Ia mencoba untuk kembali percaya, tapi apa yang dilihatnya sungguh mematahkan kepercayaannya. Rayyan terluka dengan sikap Dara yang terlihat baik selama ini, tapi rusak pada akhirnya.

"Lihatlah, Ray! Insting seorang mama memang tak pernah salah." Yasmin begitu yakin bahwa Dara memang bukan gadis baik-baik.

"Tolong maafkan saya. Saya tidak mau berurusan dengan polisi. Saya takut nenek dan kakek jadi khawatir." Isakan Dara semakin terdengar menyayat.

"Saya akan tetap lapor polisi," tegas Yasmin yang membuat suaminya menatapnya kaget.
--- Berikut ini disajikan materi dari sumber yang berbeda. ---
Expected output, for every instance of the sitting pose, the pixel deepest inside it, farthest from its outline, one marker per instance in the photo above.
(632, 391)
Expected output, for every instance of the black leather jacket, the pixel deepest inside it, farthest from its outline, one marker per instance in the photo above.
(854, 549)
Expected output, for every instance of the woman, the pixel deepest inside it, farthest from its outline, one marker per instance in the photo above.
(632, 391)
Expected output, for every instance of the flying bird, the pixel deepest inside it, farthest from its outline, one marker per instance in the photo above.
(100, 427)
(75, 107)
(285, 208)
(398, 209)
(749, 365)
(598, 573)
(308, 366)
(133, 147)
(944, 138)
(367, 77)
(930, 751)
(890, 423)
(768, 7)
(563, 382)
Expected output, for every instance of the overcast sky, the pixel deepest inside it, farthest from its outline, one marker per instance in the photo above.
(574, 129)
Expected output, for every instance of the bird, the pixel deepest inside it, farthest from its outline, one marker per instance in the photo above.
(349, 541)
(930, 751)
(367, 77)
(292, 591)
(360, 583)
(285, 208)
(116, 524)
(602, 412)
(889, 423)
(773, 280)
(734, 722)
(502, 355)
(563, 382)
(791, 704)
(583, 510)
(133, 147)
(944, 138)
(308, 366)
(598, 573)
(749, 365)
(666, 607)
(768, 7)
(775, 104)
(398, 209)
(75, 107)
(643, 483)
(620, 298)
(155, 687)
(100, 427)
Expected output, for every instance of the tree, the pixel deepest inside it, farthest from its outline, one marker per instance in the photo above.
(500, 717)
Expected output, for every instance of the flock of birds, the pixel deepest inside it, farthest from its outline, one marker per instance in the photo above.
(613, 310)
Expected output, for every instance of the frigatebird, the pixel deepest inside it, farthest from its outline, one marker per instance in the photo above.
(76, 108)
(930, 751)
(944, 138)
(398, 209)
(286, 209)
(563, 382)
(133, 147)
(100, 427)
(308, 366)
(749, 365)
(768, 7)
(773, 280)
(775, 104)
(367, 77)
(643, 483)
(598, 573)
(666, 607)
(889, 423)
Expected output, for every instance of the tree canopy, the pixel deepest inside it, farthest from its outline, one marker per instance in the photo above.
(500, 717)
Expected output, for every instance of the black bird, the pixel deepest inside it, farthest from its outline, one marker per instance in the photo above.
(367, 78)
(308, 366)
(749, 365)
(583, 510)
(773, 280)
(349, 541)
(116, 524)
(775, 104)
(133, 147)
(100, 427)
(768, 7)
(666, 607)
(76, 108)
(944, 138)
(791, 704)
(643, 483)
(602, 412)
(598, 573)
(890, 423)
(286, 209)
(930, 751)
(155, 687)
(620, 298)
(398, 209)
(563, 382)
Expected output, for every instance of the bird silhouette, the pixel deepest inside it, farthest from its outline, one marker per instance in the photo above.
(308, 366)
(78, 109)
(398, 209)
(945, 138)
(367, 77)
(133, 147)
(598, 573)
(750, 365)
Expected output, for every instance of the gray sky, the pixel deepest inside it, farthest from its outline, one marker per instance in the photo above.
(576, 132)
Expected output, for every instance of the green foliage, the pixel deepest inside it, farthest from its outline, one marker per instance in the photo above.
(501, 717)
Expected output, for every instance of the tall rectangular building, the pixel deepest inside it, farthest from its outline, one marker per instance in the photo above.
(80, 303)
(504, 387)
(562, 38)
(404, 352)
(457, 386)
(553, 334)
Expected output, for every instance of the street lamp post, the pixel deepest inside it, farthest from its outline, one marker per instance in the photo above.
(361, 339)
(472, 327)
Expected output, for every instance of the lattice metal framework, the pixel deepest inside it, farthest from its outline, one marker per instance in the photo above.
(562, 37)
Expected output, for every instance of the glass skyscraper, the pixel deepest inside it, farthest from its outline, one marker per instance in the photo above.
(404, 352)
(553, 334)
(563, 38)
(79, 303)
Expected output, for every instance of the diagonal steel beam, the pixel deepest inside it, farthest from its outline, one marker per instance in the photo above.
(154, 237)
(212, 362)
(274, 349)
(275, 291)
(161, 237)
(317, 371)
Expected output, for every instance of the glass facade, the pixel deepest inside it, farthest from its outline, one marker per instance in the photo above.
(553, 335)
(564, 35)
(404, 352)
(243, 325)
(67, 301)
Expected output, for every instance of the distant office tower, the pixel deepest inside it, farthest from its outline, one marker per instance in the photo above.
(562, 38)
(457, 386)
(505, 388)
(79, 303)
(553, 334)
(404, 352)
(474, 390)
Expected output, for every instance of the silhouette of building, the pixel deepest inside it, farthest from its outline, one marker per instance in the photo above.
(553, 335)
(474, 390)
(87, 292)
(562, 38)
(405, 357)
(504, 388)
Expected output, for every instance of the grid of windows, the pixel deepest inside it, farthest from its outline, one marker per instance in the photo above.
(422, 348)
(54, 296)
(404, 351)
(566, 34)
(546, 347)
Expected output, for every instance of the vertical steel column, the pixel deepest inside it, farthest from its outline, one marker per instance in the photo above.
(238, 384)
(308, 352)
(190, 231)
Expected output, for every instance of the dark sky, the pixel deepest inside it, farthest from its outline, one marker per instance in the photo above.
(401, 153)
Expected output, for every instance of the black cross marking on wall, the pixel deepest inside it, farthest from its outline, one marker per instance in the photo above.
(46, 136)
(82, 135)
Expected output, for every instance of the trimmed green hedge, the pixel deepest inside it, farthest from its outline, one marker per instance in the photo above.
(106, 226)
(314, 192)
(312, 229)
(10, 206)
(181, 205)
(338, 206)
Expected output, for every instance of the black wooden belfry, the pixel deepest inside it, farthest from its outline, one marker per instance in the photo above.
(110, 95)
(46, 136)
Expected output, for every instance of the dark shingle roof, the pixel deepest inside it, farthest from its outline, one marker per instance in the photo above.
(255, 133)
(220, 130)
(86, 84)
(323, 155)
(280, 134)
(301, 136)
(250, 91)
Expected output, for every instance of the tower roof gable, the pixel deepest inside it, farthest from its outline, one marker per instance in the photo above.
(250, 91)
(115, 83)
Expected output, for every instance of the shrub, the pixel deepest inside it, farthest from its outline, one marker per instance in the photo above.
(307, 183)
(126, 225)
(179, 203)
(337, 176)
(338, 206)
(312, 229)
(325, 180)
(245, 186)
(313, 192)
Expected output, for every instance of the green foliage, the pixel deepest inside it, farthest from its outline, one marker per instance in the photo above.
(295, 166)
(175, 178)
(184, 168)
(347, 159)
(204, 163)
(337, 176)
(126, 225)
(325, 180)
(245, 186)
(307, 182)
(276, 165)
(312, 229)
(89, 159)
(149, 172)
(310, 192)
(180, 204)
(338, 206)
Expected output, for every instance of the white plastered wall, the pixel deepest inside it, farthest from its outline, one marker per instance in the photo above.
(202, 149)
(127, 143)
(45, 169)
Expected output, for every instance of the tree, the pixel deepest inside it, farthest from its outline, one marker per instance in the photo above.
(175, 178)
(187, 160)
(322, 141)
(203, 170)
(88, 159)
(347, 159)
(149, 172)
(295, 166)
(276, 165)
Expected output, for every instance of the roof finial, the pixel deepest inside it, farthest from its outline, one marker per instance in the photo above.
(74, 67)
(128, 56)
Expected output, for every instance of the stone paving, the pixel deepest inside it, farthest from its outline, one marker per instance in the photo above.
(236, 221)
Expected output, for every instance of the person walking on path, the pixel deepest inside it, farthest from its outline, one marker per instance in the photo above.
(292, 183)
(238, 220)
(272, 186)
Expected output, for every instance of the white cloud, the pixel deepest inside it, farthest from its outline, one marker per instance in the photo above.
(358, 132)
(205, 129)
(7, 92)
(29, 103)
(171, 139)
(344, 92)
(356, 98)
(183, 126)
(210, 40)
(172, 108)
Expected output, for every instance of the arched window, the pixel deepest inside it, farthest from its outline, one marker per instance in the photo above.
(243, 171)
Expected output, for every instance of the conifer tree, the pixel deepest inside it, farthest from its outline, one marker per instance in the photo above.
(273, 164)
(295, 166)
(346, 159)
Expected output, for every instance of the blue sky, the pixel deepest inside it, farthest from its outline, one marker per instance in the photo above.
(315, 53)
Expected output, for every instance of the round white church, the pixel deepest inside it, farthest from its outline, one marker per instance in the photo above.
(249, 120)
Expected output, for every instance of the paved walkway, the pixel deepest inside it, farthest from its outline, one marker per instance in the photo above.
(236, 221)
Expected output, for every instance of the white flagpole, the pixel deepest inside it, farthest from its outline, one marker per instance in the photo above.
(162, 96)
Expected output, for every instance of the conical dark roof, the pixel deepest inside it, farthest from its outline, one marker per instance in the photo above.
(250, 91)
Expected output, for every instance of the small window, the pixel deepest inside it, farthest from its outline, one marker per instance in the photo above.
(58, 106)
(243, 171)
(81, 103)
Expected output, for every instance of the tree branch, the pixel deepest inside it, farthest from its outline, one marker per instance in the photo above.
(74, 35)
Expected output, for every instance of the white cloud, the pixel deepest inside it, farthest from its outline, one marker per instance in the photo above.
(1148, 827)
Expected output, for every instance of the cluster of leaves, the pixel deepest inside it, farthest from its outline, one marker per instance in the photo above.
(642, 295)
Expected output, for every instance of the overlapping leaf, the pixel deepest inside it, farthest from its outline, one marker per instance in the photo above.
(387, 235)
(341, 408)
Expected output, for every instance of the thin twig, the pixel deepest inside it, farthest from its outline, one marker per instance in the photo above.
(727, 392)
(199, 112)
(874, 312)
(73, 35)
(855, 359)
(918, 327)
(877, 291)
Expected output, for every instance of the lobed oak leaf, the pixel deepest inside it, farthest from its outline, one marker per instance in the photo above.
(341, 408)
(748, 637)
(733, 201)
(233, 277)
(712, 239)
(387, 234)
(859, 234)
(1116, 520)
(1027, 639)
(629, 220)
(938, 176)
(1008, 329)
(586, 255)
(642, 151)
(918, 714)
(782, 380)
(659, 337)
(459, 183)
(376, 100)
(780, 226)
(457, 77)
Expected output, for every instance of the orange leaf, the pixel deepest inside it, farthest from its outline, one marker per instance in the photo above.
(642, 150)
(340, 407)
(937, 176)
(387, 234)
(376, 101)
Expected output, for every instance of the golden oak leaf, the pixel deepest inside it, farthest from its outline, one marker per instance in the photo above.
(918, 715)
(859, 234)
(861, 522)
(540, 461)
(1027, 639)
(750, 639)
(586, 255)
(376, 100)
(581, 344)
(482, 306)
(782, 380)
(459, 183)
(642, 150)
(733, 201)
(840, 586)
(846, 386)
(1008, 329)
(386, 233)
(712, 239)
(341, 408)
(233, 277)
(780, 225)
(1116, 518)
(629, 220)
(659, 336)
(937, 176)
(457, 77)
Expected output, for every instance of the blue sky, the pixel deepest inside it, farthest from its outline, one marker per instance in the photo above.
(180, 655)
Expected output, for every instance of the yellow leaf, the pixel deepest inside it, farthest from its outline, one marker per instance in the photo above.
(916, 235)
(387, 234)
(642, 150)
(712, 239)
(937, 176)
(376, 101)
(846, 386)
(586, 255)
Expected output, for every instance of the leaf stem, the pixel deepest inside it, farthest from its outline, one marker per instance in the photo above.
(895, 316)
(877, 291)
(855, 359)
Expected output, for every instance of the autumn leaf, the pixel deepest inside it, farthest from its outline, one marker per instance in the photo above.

Menurutnya hal itu tidak perlu diperpanjang, karena cincin yang hilang itu sudah ada di tangannya.

Fahira dan Rayyan hanya mampu diam. Rayyan ingin membela, tapi ia sendiri begitu terkejut dengan semua itu.

Di bawah kaki Yasmin, Dara mulai menatap tajam entah ke mana. Kemudian ia menyeka sudut matanya dengan, sembari sedikit meremas betis Yasmin yang membuat perempuan paruh baya itu meringis.

Yasmin melotot tajam tepat saat Dara bangun dan kembali menyeka sudut matanya. Gadis itu tersenyum sinis dengan bola mata yang persis seperti tatapan saat keduanya bertemu di cafe beberapa waktu lalu. Masih sama menyebalkan dan menyinggung sisi tinggi dari seorang Yasmin Adijaya.

"Anda pasti ingin mendengar saya merengek seperti itu, kan? Anda berharap saya mengiba di bawah kaki itu, iya?" Dara tertawa, tapi ia menyeka sudut matanya lagi. Ia tentu harus menunjukkan ketegaran yang ia miliki.

"Tidak! Saya nggak akan seperti itu. Jebakan Anda terlalu klise. Ah, saya pikir Anda adalah orang sibuk yang tak punya waktu untuk menonton shitnetron ala-ala. Nyatanya saya salah!"

"Orang seperti Anda, pasti puas banget liat orang mengiba di bawah kaki tanpa daya. Sayangnya saya nggak akan membiarkan itu terjadi. Maaf karena sudah bikin Anda kecewa!"

Semua yang ada di situ saling menatap bingung pada apa yang baru saja dikatakan Dara. Hanya suara Dara yang menguasai ruangan itu.

"Lapor polisi?" tanya Dara mengulang semua yang diputuskan Yasmin beberapa saat lalu.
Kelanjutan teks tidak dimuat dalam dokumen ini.